Sen. Susan Collins, R-Maine, is coming under fire for her 2018 vote to confirm Supreme Court Justice Brett Kavanaugh, after Kavanaugh dissented in Monday’s landmark ruling affirming that federal anti-discrimination laws protect gay and transgender employees.
Collins, who faces a tough 2020 re-election bid, is among the most vocal Senate Republican supporters of LGBT rights. She is one of the lead sponsors of the Equality Act, which would add sexual orientation and gender identity to other protected classes in federal law. After news of Monday’s 6-to-3 Supreme Court decision was reported, she praised the ruling as “a major advancement for LGBTQ rights” and called for Congress to pass the Equality Act and amend the Civil Rights Act to “expressly prohibit” such discrimination.
But Democrats – including Maine House Speaker Sara Gideon, Collins’s likely general election opponent – skewered Collins on Monday for her vote to confirm Kavanaugh in light of his position on Monday’s ruling.
“Judge Kavanaugh voted against banning companies from firing employees for being gay or transgender,” Gideon said in a tweet. “It’s clear that Senator Collins will continue to be a reliable vote for Trump’s anti-LGBTQ+ nominees. Help us replace her in November.”
Collins also faced criticism last year after the Supreme Court voted 5 to 4 to block a restrictive Louisiana abortion law. While Democrats hailed the decision, they pointed to Kavanaugh’s dissent as a sign that he might be poised to side with conservatives in future rulings on abortion rights.
In October 2018, Collins delivered a 44-minute floor speech declaring her support for Kavanaugh. At the time, Collins, who supports abortion rights, said she did not think Kavanaugh would vote to overturn the landmark 1973 Roe v. Wade ruling that legalized abortion. She also noted in her speech that Kavanaugh “described the Obergefell decision, which legalized same-gender marriages, as an important landmark precedent.”

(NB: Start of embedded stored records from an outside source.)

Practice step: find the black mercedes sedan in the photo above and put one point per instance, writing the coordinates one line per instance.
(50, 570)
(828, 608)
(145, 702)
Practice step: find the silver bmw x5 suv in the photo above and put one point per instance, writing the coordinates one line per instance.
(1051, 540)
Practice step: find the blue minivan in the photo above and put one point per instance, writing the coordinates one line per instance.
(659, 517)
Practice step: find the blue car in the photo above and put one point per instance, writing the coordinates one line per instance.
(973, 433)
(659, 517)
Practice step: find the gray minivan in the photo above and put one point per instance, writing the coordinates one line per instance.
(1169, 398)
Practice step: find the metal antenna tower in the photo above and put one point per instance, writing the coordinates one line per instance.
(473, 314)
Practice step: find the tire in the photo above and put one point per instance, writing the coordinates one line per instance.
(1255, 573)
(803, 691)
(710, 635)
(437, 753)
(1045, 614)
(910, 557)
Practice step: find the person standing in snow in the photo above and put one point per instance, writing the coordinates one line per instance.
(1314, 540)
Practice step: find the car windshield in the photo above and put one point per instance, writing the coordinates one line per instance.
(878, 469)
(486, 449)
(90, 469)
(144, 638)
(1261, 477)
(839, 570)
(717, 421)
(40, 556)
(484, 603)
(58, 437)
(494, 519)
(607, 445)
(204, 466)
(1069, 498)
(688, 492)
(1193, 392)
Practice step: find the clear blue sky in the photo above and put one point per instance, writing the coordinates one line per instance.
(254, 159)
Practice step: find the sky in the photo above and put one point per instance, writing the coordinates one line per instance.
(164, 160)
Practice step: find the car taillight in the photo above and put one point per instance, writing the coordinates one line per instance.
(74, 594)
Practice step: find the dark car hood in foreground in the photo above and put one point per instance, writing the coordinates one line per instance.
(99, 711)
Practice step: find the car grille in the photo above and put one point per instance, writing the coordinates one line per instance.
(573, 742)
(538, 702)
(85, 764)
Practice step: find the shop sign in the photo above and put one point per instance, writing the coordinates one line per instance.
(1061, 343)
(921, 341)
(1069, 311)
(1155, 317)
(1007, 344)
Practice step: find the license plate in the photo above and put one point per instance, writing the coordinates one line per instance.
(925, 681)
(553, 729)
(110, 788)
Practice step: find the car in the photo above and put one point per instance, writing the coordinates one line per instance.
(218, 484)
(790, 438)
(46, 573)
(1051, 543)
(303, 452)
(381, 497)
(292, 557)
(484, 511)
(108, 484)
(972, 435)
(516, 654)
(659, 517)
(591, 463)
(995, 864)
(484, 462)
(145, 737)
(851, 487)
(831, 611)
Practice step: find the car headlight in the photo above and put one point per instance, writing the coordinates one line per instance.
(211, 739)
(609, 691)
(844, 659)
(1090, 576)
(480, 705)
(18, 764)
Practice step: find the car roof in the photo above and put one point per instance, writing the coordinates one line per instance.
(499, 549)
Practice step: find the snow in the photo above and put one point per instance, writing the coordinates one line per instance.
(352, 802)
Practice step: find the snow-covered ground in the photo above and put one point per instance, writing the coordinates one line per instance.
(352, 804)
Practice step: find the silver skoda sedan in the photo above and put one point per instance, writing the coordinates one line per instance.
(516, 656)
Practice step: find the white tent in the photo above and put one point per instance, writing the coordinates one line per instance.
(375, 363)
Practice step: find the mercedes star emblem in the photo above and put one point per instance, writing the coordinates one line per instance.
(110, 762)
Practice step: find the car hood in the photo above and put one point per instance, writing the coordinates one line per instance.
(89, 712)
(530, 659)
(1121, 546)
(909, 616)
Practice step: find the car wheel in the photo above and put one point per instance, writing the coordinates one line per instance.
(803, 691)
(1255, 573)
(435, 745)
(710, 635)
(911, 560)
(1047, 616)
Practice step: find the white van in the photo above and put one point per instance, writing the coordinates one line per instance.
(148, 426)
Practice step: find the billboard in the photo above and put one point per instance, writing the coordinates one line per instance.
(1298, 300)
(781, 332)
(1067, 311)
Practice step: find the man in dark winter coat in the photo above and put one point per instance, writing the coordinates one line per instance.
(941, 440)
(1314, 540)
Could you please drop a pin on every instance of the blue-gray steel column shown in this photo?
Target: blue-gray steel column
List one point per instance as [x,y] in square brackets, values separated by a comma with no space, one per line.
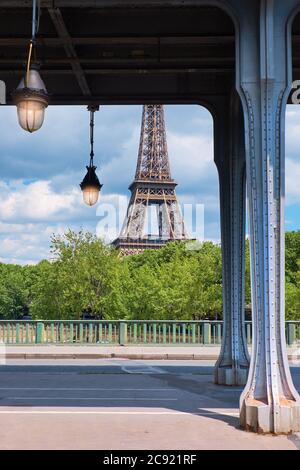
[233,363]
[269,402]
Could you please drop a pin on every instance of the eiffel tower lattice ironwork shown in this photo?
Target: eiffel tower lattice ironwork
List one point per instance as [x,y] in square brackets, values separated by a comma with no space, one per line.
[152,187]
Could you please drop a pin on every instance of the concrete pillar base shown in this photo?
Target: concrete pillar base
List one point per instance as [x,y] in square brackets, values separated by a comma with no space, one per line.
[231,376]
[260,417]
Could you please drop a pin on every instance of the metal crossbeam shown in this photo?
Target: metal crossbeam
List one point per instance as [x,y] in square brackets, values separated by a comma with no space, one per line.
[69,48]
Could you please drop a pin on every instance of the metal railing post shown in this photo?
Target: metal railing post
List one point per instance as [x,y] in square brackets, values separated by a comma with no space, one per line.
[207,333]
[122,333]
[291,334]
[39,332]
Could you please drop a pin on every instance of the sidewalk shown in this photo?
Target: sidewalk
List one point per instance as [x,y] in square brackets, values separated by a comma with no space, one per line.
[119,352]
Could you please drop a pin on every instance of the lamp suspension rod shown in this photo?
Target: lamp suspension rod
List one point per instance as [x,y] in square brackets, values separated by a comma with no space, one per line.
[34,29]
[92,112]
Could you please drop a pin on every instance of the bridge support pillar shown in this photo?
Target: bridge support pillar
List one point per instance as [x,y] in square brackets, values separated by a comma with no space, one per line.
[269,403]
[233,363]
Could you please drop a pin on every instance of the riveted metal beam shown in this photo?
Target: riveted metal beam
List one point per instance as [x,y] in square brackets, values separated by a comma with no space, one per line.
[69,48]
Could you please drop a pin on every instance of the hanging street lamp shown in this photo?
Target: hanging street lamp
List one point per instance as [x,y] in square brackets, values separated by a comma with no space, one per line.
[31,97]
[90,185]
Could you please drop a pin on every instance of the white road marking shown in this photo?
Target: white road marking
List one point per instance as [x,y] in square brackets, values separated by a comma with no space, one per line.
[142,370]
[141,413]
[90,398]
[92,389]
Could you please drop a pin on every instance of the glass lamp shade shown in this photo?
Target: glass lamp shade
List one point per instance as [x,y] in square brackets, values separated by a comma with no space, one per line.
[31,102]
[90,186]
[90,195]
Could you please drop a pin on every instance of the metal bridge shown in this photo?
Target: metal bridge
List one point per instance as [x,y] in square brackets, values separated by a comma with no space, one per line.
[239,59]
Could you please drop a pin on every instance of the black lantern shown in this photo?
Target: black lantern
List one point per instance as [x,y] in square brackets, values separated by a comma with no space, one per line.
[90,185]
[31,97]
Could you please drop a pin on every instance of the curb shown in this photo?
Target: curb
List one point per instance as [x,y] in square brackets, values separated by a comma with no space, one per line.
[112,356]
[145,356]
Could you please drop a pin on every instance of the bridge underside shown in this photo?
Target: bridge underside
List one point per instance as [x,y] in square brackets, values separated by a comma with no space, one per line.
[188,51]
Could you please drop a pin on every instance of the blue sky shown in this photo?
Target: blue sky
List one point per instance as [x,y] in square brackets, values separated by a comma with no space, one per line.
[41,172]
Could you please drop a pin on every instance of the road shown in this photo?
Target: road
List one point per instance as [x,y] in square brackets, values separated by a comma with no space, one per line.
[123,404]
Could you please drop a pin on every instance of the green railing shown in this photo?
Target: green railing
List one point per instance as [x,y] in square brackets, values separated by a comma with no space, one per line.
[124,332]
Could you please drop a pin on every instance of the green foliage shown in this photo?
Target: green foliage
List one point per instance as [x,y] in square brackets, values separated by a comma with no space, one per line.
[86,277]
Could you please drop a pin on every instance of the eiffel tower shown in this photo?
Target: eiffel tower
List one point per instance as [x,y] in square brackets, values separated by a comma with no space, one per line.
[152,187]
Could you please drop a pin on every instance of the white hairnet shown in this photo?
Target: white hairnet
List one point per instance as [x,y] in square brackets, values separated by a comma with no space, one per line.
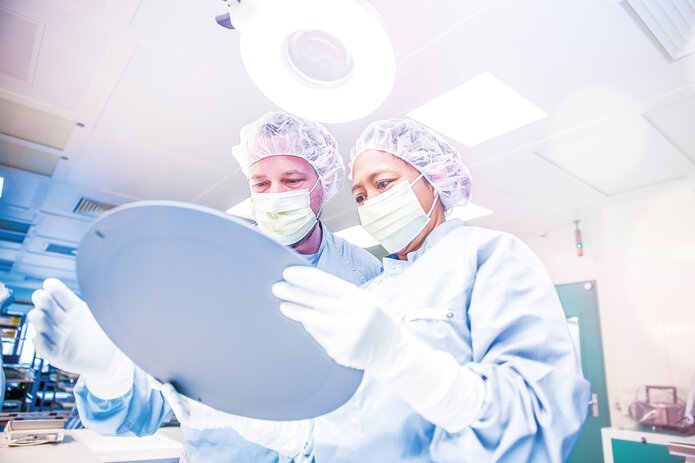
[423,149]
[280,133]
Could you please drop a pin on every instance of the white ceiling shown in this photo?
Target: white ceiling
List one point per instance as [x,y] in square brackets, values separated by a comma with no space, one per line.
[162,94]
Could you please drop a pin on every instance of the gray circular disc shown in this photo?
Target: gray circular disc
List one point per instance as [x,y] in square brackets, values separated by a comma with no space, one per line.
[184,291]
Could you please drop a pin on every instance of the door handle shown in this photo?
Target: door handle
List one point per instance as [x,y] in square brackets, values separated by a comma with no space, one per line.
[594,405]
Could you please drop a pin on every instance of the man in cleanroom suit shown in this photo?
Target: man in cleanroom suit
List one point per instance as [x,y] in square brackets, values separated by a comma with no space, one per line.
[292,166]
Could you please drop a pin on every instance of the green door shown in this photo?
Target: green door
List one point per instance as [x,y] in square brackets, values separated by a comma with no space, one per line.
[579,300]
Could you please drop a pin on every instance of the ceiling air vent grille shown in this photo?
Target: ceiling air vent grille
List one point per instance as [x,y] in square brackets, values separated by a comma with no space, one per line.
[13,231]
[61,249]
[670,22]
[91,208]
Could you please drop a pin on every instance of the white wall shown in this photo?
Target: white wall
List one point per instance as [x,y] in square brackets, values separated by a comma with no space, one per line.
[642,254]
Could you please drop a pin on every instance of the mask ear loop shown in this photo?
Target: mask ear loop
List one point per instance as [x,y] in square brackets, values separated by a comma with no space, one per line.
[434,203]
[435,198]
[318,214]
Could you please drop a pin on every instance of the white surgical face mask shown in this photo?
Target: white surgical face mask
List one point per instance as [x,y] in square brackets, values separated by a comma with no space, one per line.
[395,217]
[285,216]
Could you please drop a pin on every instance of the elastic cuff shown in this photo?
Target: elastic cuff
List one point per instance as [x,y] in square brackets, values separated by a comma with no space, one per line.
[115,383]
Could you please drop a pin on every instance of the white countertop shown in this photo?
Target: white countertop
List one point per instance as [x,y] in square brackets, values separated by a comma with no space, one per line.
[86,446]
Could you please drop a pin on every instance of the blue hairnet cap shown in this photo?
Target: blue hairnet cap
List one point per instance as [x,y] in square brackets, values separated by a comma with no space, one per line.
[423,149]
[280,133]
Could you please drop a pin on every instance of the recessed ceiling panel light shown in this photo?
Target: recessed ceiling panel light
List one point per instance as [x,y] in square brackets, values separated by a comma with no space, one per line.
[326,61]
[358,236]
[478,110]
[466,213]
[242,209]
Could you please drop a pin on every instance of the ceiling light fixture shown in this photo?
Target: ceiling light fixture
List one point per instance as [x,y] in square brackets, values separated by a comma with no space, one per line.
[466,213]
[242,209]
[358,236]
[478,110]
[326,61]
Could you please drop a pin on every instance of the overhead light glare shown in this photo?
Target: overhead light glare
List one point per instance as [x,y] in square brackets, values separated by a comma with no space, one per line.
[470,212]
[330,62]
[478,110]
[242,209]
[358,236]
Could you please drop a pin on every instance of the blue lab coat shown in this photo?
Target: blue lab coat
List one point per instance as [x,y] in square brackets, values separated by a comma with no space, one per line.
[142,410]
[484,297]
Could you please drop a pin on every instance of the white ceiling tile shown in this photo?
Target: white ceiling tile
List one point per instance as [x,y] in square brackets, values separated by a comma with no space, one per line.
[7,253]
[72,50]
[47,260]
[182,107]
[112,164]
[189,28]
[226,193]
[620,157]
[42,272]
[63,198]
[677,122]
[435,19]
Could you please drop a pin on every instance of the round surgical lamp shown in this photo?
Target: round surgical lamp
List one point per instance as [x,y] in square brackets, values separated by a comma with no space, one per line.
[325,60]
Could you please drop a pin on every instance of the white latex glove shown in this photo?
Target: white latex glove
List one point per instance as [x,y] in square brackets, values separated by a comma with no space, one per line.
[349,323]
[68,337]
[288,438]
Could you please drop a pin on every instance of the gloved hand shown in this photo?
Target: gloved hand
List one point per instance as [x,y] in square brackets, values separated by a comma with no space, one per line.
[350,324]
[347,321]
[288,438]
[68,337]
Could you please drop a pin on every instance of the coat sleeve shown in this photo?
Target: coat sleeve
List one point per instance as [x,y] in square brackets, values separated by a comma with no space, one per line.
[139,412]
[536,398]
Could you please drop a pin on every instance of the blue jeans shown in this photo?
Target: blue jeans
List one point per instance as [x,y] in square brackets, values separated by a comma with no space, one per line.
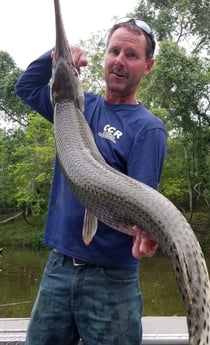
[100,305]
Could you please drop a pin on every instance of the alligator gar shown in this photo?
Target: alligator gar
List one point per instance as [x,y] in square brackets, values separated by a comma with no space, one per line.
[120,201]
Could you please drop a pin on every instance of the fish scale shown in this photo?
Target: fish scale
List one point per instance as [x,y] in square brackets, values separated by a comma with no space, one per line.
[120,201]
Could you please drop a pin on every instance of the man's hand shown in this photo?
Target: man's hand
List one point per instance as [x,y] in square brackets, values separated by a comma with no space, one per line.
[143,244]
[79,57]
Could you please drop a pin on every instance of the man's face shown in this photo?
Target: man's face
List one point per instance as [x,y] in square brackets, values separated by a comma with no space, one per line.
[125,62]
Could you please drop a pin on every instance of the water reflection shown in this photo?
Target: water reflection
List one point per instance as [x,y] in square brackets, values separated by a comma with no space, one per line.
[21,271]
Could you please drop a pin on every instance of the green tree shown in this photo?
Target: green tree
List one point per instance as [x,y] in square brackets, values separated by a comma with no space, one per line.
[11,107]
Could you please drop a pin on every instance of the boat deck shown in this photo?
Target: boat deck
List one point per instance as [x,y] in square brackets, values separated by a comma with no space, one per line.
[170,330]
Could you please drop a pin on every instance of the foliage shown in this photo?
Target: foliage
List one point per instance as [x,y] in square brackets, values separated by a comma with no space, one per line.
[27,157]
[182,21]
[11,107]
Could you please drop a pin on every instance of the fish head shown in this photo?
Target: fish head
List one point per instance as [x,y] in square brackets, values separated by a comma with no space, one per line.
[65,83]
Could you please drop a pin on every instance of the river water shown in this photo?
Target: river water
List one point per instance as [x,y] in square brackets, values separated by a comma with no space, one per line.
[21,271]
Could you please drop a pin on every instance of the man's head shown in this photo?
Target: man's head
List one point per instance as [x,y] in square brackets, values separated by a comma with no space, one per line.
[138,26]
[128,58]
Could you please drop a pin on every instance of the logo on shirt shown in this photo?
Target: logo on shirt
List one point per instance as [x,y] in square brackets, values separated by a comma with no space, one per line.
[110,133]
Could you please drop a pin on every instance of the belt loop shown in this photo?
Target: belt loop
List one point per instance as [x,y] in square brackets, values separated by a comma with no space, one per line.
[76,263]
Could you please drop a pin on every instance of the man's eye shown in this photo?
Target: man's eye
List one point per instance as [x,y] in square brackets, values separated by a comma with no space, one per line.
[131,55]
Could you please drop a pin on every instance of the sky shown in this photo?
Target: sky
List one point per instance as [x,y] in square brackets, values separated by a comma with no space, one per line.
[27,26]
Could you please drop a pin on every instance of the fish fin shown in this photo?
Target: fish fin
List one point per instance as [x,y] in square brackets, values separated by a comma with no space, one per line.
[90,225]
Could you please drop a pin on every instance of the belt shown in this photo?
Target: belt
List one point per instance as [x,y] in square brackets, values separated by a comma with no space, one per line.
[76,262]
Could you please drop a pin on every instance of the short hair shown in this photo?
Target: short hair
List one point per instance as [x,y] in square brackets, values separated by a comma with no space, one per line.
[132,26]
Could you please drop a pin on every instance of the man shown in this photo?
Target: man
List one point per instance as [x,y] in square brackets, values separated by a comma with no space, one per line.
[92,292]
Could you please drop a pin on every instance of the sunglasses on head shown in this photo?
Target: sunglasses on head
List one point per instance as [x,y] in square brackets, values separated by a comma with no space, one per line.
[141,25]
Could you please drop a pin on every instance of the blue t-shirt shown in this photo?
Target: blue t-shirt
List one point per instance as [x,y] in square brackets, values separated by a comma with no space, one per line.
[130,138]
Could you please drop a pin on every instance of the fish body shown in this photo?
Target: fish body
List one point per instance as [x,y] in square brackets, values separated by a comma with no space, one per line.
[120,201]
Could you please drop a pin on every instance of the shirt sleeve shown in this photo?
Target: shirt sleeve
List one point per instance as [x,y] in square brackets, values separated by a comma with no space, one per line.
[147,157]
[33,86]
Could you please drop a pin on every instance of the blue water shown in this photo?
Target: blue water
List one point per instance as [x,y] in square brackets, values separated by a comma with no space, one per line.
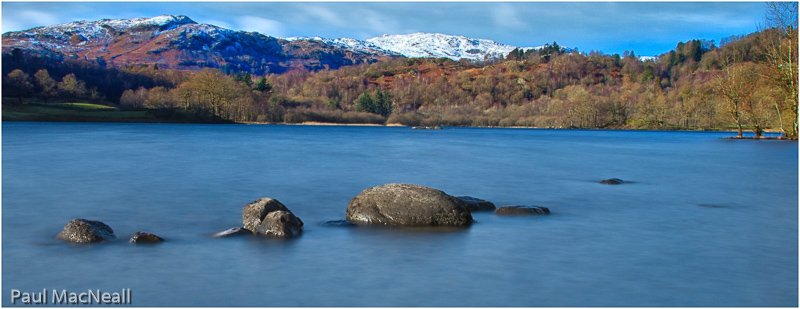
[703,221]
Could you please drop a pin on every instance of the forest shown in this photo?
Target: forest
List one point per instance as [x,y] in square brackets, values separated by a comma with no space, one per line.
[743,83]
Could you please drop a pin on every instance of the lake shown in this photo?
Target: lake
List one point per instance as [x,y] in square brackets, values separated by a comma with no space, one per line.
[702,220]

Quoting a previous decision, Kavanaugh wrote in his Monday dissent that the Supreme Court “has previously stated, and I fully agree, that gay and lesbian Americans ‘cannot be treated as social outcasts or as inferior in dignity and worth.’ ”
But he argued that under the Constitution’s separation of powers, it is “Congress’s role, not this Court’s,” to amend Title VII of the Civil Rights Act of 1964, which prohibits discrimination “because of sex.”
“Our role is not to make or amend the law,” he wrote. “As written, Title VII does not prohibit employment discrimination because of sexual orientation.”
Collins’s office pointed to the senator’s record of voting to confirm not just Kavanaugh but all six Supreme Court nominees who have been considered during her time in the Senate.
Two of those justices – Chief Justice John Roberts Jr. and Justice Samuel Alito Jr. – were nominated by President George W. Bush. Two others – Sonia Sotomayor and Elena Kagan – were nominated by President Barack Obama. Kavanaugh and Neil Gorsuch were nominated by President Trump.